Каждый следующий день был похож на предыдущий. По вечерам я, в основном, сидела дома, не желая ни с кем общаться, беседовать или изображать жизнь. Жить я все равно не могла: могла только притворяться, потому что все мои мысли, так или иначе, возвращались к Андрею. Только теперь я отчетливо поняла, насколько он наполнял мою жизнь смыслом. И сейчас мне не оставалось ничего иного, как дрейфовать в пустоте. Иногда мне казалось, что однажды он обязательно вернется, и очередной ночью я услышу его обволакивающий голос в темноте, увижу его силуэт на фоне окна, почувствую его руки, нежно гладящие мое тело. Но это были лишь фантазии - он так и не появился. Я выкопала из чулана книжку с романтической поэзией середины пятнадцатого века и читала ее запоем. Я томно вздыхала вместе с печальными барышнями, сетовала на судьбу и пыталась рассмотреть в жестоком портрете вечности черты любимого. А однажды я решила написать ему письмо. В моей голове возникла безумная мысль, что Андрей мог приходить ко мне и наблюдать, ничем себя не выдавая. В письме я говорила о том, о чем никогда не решалась сказать вслух, приносила десятки извинений за вторжение, давала обещания, молила - позволила себе каждое безумство, которое практичная Нина относила к ярчайшим женским ошибкам. Но время шло, а письмо все так же продолжало сиротливо лежать на подоконнике. Иногда я возвращалась к нему, перечитывала, смахивала пальцами слезу, будто это он написал его мне, представляла, что вовсе не догадываюсь о содержании. Потом мне приходили в голову мысли, что я забыла ему сказать о чем-то еще, и я дописывала строчки в конце письма, затем на полях и в промежутках. В конце концов, оно стало больше походить на дневник моих терзаний.
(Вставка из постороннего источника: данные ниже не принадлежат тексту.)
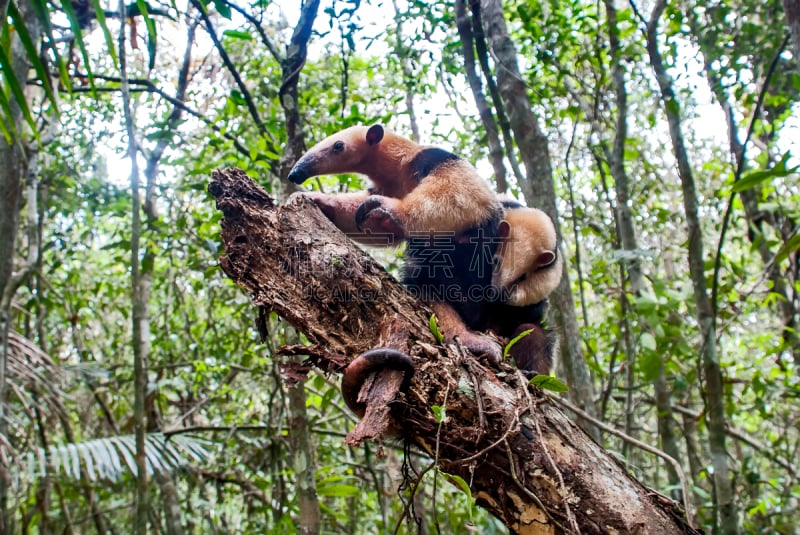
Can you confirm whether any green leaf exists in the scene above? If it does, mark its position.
[775,234,800,262]
[442,472,472,500]
[222,30,253,41]
[136,0,158,70]
[0,87,17,145]
[317,483,361,498]
[428,314,444,344]
[639,332,656,351]
[733,152,798,193]
[528,375,569,393]
[92,0,119,67]
[503,329,533,360]
[0,39,38,138]
[8,2,61,117]
[31,0,72,93]
[214,0,231,20]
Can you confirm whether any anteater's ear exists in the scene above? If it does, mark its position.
[536,251,556,268]
[367,124,383,146]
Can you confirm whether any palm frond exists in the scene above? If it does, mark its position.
[25,433,208,482]
[8,330,67,415]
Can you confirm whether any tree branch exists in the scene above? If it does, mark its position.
[209,169,698,534]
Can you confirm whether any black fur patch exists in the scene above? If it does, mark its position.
[500,199,525,210]
[409,147,458,182]
[403,211,500,329]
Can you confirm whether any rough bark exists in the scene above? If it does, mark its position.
[646,0,739,533]
[604,0,680,499]
[278,4,322,535]
[0,0,41,533]
[278,0,319,198]
[480,0,596,430]
[209,169,698,534]
[118,0,150,535]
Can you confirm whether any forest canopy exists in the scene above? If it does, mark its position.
[0,0,800,533]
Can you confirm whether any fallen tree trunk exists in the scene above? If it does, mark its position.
[209,169,699,534]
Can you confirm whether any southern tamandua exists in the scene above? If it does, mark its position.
[288,125,502,410]
[482,200,564,375]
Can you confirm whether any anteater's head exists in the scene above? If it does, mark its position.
[289,124,384,184]
[492,207,564,306]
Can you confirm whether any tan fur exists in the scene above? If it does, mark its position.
[295,126,497,233]
[492,208,564,306]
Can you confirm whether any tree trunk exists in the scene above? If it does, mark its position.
[0,0,41,534]
[783,0,800,72]
[209,169,698,534]
[456,0,508,193]
[646,0,739,533]
[480,0,596,432]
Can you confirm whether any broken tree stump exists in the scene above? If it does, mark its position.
[208,169,699,534]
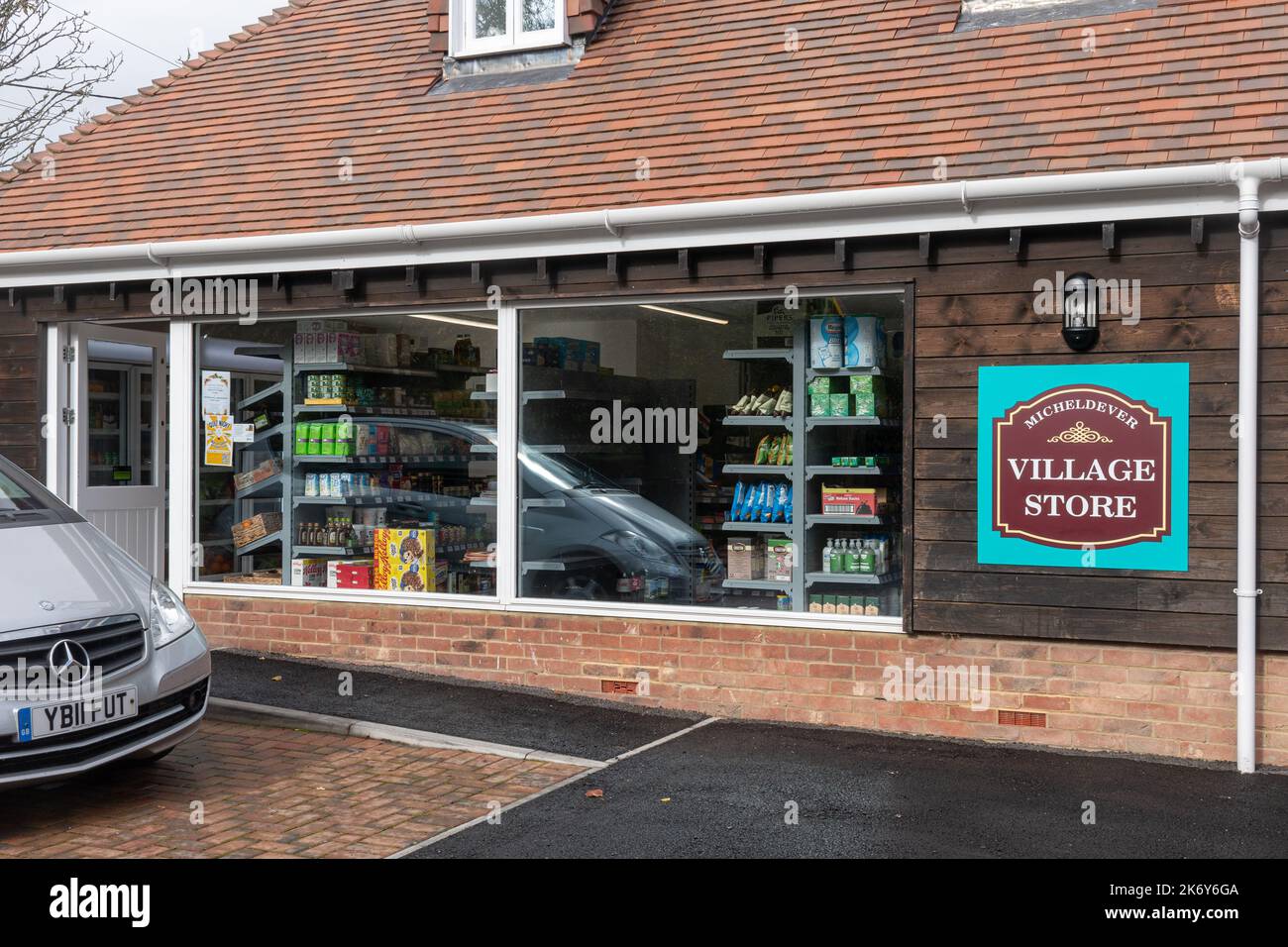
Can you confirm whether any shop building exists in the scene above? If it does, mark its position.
[0,0,1288,770]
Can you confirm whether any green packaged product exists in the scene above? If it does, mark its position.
[850,374,886,417]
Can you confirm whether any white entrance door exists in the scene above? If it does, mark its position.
[65,323,168,579]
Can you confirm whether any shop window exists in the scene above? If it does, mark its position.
[193,312,497,595]
[518,295,905,617]
[451,0,567,55]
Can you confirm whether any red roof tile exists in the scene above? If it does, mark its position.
[0,0,1288,252]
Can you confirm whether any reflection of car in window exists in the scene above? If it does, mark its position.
[373,419,724,604]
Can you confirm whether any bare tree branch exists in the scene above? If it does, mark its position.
[0,0,121,167]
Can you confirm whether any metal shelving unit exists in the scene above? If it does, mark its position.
[720,320,899,612]
[283,362,496,581]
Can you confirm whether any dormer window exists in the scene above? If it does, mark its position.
[451,0,568,56]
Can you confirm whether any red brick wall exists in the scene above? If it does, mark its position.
[188,595,1288,767]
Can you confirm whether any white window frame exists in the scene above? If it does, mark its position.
[448,0,568,59]
[170,283,911,635]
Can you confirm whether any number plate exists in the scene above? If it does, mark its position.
[16,686,139,743]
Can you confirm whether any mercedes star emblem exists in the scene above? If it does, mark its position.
[49,638,89,684]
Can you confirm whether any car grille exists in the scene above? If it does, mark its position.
[0,678,210,779]
[0,614,147,678]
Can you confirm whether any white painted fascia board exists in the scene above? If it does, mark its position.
[0,158,1288,288]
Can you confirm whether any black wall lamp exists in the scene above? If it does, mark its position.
[1060,273,1100,352]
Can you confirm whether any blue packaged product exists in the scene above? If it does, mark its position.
[774,483,791,523]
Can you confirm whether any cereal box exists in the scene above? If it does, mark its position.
[374,527,434,591]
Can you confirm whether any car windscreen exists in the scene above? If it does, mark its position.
[0,458,80,530]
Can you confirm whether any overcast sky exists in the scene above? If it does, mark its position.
[0,0,276,151]
[75,0,276,95]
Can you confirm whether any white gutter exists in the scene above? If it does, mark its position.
[0,158,1288,287]
[1234,175,1261,773]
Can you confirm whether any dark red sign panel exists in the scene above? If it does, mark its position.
[993,384,1172,549]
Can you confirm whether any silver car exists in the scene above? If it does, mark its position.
[0,458,210,788]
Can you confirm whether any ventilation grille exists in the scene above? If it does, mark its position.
[997,710,1046,727]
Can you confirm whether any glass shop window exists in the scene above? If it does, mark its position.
[518,294,905,617]
[192,312,497,595]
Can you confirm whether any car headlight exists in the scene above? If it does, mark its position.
[152,579,197,648]
[600,530,670,559]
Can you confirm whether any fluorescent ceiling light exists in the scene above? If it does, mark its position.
[407,312,496,333]
[640,304,729,326]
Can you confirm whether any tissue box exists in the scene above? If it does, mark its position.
[850,374,888,417]
[728,539,765,579]
[845,316,885,368]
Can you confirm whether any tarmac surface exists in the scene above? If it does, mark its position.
[214,652,1288,858]
[210,651,700,760]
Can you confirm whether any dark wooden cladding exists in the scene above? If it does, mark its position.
[913,220,1288,651]
[0,215,1288,650]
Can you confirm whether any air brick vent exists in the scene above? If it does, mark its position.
[997,710,1046,727]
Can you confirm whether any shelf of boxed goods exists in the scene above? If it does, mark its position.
[805,415,899,430]
[721,349,796,362]
[721,579,793,591]
[295,454,476,468]
[292,546,375,556]
[720,464,793,479]
[237,530,282,556]
[805,365,885,381]
[237,381,284,411]
[291,489,474,509]
[805,464,899,480]
[805,573,899,586]
[805,513,893,527]
[721,415,793,429]
[250,421,286,445]
[295,404,443,420]
[720,519,796,536]
[233,473,282,500]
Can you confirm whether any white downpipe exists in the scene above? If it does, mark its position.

Только ответа по-прежнему не было.
Плохо мне стало на работе. Поначалу я просто ощущала себя уставшей: день, два, неделю, к вечеру у меня подымалась небольшая температура, но не настолько серьезная, чтобы идти на больничный. И я, уговаривая себя, что это все сезонное, в преддверии близкой осени и первых прохладных дней, пила витамины и крепкий чай по вечерам на нашей кухне вместе с бабулей. Стулья с веранды плавно перекочевали назад в дом. Лето безвозвратно ушло, как и мои надежды. Бабуля ворчала, что я веду себя, как старуха, но мне к ее словам было не привыкать. К тому же, на этот раз она, пожалуй, была права, и я ощущала себя по-настоящему разбитой и никому не нужной. Дима больше не пытался мне звонить или назначать свидания. С Ниной мы регулярно виделись, но мне нечем ее было порадовать, поэтому наши встречи носили односторонний характер, когда Нина заваливала меня историями из своей жизни. А у меня будто жизни вовсе не стало, так что болезнь в каком-то смысле принесла даже относительное облегчение, позволив укрыться от мира в своем доме на законных основаниях хотя бы по вечерам, после работы.
Но однажды перед обедом я просто поднялась из-за офисного стола, и мир померк. Это было так непривычно, я раньше никогда не теряла сознание. Вокруг меня тут же столпилась куча сотрудников, они спорили о чем-то, гудели, совещались, и потом вызвали скорую и отправили меня в больницу. Ведь это так удобно: в нашем мире есть специальные машины, готовые в любой момент избавить вас от проблемного присутствия. Так случилось и со мной.
Не знаю уж, была ли это шутка судьбы или чистая случайность, но я снова оказалась в той самой больнице, где мне бинтовали ребра и где, как я догадывалась, умер Андрей. Только теперь я больше не ждала его сказочного появления, а валялась на койке в палате с пятью другими страдальцами и молилась, чтобы увесистая тетка в возрасте у окна или выписалась, или перестала храпеть - из-за нее никто не мог спать.